De Manchester a Madrid
El traspaso de Álvarez al Atlético de Madrid en agosto de 2024 llegó con una etiqueta de 95 millones de euros y mucha presión. Su inicio en LaLiga fue lento —solo un gol en sus primeros seis partidos—, pero el entrenador Diego Simeone mantuvo la fe en su compatriota. Esa paciencia dio frutos espectaculares. Desde principios de 2025, Álvarez ha aportado 36 goles y 13 asistencias en 69 apariciones, logrando un puesto en el equipo de la temporada de LaLiga. Su adaptación al fútbol español muestra cómo ha evolucionado más allá de ser solo un jugador de rotación en el Manchester City.
Lo que hace notable el desarrollo de Álvarez:
• Se ha vuelto más instintivo con el balón desde que dejó el sistema de Pep Guardiola
• Su presión se ha convertido en una auténtica cualidad de liderazgo
• Marca diferentes tipos de goles —desde remates de fortuna hasta momentos de brillantez técnica—
• Su versatilidad le permite desempeñar múltiples roles en el último tercio
Demostrando su valía en los escenarios más grandes
Álvarez siempre ha rendido cuando más importa, incluso cuando los focos no estaban sobre él. Durante el triunfo de Argentina en el Mundial 2022, solo Lionel Messi anotó más goles que los cuatro de Álvarez. Cuando el Manchester City ganó su primera Champions League, solo Erling Haaland le superó en competición europea. No son coincidencias, sino patrones de un jugador que rinde en momentos cruciales.

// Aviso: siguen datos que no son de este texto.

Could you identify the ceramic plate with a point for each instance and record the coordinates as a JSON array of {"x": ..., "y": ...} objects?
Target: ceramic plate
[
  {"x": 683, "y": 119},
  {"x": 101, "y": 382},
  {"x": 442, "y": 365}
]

Su reciente gol de falta contra el Barcelona en los cuartos de final de la Champions League fue un ejemplo perfecto. Con Antoine Griezmann —un especialista en lanzamientos— cerca, Álvarez se adelantó y lanzó un disparo precioso que superó la barrera y al portero. La celebración que siguió mostró a un jugador disfrutando de su momento bajo los focos, saludando a la afición viajera del Atlético que lo ha abrazado por completo.
La brecha de percepción
A pesar de sus logros, Álvarez sigue estando infravalorado en algunos círculos. Solo ocupa el puesto 14 en las apuestas para la bota de oro del próximo Mundial, empatado con Richarlison y tercero entre los jugadores argentinos. Esta brecha de percepción podría deberse a su estilo de juego —no es un showman llamativo ni una maravilla física, sino un delantero inteligente y trabajador que destaca leyendo espacios y creando oportunidades para sus compañeros.
Algunos analistas lo comparan con Griezmann: un excelente segundo delantero que quizás no sea el líder de línea tradicional para una potencia mundial. Pero esa evaluación podría estar cambiando. Según informes, el Barcelona ve a Álvarez como su principal objetivo para reemplazar a Robert Lewandowski, atraído por su juego desinteresado y su capacidad para complementar a otras estrellas. El Atlético de Madrid, mientras tanto, ha dejado claro que no tiene intención de venderlo, con el presidente del club, Enrique Cerezo, emitiendo coloridas defensas de su activo más preciado.
Conclusiones clave
- El pedigrí ganador importa: Álvarez ha ganado de todo, desde el Mundial hasta la Champions League, demostrando que pertenece al más alto nivel
- Éxito en la adaptación: Su lento comienzo en el Atlético de Madrid se convirtió en excelencia constante, mostrando resiliencia y desarrollo
- Intérprete de partidos importantes: Marca consistentemente en encuentros cruciales, desde eliminatorias del Mundial hasta cuartos de final de la Champions
- Conjunto de habilidades versátil: Álvarez puede liderar la presión, crear para sus compañeros y marcar diferentes tipos de goles
- Reconocimiento creciente: A pesar de estar infravalorado por algunas métricas, clubes top como el Barcelona ven su valor como una posible estrella
Álvarez representa un tipo moderno de delantero —uno que contribuye más allá de solo los goles. Su capacidad de trabajo, inteligencia táctica y habilidad para complementar a compañeros estrella lo hacen valioso en cualquier sistema. Aunque quizás nunca sea el foco único como Messi o Haaland, ha demostrado que puede ser mucho más que solo un jugador de apoyo. A medida que continúa desarrollándose en el Atlético de Madrid y con Argentina, esa percepción finalmente se está poniendo al día con su realidad.